In retrospect, I shouldn't have expected to be completely confident in my identity. It's a hard concept for anyone to grasp, let alone a kid. However, that poignant moment started a domino effect that made me question everything about being Mexican-American.
While I was born and raised in Southern California, my family took annual trips to Mexico to visit extended family — and I really looked forward to those visits.
In Mexico I learned so much about my family's history and culture, but speaking both English and Spanish automatically made me different from my cousins.
For example, I struggled to explain myself completely in Spanish while having a conversation with the same female cousin that ridiculed me for being born in America. She saw my difficulty, let out a big sigh, and said, "just tell your sister what you're trying to say in English."
I felt useless and humiliated. That feeling arose again when a college classmate asked me if I'd been born in Mexico. That's when I realized that people in America saw me as Mexican first. These moments put me in a confusing predicament. I felt like I didn't fit in Mexico or the United States.
You see, I'd never considered myself different because I grew up in Montebello, California, a suburb of Los Angeles where most people look and speak like me. But once I left the cozy confines of SoCal, I really stood out in non-Latino environments.
In my early 20s, I began traveling throughout Mexico and researching our history in the United States.

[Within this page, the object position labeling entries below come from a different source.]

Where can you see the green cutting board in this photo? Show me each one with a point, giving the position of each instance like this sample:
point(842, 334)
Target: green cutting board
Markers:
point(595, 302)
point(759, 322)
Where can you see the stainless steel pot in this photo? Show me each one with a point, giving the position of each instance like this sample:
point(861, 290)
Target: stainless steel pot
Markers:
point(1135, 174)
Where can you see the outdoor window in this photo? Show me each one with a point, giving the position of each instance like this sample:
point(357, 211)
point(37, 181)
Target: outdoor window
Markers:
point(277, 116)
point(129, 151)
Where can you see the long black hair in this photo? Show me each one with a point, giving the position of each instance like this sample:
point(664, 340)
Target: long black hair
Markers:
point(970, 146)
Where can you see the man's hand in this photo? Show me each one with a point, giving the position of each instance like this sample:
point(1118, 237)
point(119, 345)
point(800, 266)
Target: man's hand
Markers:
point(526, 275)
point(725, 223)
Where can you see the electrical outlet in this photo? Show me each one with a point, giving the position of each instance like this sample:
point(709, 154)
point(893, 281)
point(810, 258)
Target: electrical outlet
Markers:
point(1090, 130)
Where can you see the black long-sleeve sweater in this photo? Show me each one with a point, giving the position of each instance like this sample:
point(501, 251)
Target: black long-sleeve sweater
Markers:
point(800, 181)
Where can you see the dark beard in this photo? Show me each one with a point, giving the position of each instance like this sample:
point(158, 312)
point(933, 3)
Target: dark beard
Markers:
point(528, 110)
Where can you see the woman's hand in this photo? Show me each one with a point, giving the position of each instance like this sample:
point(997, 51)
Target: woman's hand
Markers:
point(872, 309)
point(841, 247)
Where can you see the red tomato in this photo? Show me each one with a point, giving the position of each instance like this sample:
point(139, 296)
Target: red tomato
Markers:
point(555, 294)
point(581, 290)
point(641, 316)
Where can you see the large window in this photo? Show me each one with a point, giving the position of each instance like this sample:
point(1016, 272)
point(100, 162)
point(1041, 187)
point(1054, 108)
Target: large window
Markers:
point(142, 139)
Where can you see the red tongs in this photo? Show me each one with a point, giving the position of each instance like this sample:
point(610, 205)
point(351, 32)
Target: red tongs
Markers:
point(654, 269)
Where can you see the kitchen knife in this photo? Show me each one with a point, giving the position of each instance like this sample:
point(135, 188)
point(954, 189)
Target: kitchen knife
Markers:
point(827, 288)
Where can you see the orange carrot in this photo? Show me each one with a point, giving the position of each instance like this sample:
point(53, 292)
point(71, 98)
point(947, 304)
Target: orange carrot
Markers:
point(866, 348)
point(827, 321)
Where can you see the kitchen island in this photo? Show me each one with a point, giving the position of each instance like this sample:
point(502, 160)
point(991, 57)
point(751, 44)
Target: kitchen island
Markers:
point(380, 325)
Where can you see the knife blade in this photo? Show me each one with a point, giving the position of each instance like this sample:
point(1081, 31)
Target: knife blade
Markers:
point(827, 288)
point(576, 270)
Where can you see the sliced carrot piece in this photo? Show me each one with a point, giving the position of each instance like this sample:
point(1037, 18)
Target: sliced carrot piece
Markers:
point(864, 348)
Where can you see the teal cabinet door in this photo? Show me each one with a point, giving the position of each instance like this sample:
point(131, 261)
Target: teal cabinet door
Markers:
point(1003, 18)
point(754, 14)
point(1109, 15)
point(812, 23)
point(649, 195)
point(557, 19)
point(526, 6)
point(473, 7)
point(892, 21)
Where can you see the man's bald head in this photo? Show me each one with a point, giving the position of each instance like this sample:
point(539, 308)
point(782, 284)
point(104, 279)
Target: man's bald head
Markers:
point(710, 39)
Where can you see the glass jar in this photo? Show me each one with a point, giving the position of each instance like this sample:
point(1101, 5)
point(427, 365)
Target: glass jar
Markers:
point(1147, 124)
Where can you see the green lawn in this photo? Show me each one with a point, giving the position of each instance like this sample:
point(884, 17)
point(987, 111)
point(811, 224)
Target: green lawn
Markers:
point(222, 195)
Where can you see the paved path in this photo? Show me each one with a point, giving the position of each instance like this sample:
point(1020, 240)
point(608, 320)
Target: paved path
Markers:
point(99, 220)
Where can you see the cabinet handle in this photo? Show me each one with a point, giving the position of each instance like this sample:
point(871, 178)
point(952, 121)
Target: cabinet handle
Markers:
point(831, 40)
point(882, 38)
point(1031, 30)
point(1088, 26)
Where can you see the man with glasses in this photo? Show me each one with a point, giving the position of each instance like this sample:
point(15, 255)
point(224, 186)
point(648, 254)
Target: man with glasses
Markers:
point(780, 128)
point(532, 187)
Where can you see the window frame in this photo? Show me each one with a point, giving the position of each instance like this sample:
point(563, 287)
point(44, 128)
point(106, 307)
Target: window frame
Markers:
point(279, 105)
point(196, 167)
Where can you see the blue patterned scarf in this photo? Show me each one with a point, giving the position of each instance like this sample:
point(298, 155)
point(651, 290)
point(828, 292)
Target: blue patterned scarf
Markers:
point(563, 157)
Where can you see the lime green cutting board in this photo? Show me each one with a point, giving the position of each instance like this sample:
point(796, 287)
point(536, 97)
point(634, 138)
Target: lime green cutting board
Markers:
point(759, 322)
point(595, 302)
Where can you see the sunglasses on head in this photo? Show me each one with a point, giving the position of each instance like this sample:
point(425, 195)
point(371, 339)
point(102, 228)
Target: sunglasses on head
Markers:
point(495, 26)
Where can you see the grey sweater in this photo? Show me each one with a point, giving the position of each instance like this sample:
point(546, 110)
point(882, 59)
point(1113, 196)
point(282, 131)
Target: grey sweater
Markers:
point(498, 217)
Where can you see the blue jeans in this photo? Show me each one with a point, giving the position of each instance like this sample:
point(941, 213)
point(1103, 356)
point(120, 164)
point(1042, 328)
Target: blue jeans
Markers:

I studied the history of Mexican settlers, specifically in California. Mexican-Americans have lived in California since Spanish Colonial times, so we consider ourselves some of the first Americans.
Educating myself on Chicano culture helped me come into own identity.
Juggling two cultures is routine for Latinos in the United States. In fact, a lot of us are doing it every single day. The Pew Research Center found that Latinos of Mexican origin account for two-thirds of Latinos in the United States, which means there are 35.3 million Americans who are just like me.
It just took me a long time to realize it.
I had a pivotal moment of clarity while watching "Frida" with some friends. The iconic artist never apologized for being half-German and half-Mexican. She owned both of her identities equally. The movie helped me see the magic and vibrancy of Frida Kahlo's work — and her passion for Mexico. It also helped me understand how Kahlo embraced and navigated her Mexican identity.
After watching the movie, I called my father and literally screamed: "I am so happy that I'm Mexican!"
That moment filled with me pride. I decided that I would never again be ashamed of being Mexican and American. Now, I have no issues telling people how to pronounce my name, what my name means, where I come from, why I have so many damn Day of the Dead skulls, and why Latinos are so obsessed with Selena Quintanilla. I enjoy talking about Latino culture and sharing it even more.
When asked what she tells people about her background, acclaimed author Sandra Cisneros once said: "I usually say Latina, Mexican-American or American Mexican, and in certain contexts, Chicana, depending on whether my audience understands the term or not."
I can relate to Cisneros in that way. While still I come across people who don't understand my background, I now simply say I am Mexican. And I have no problems talking about my identity — in both languages.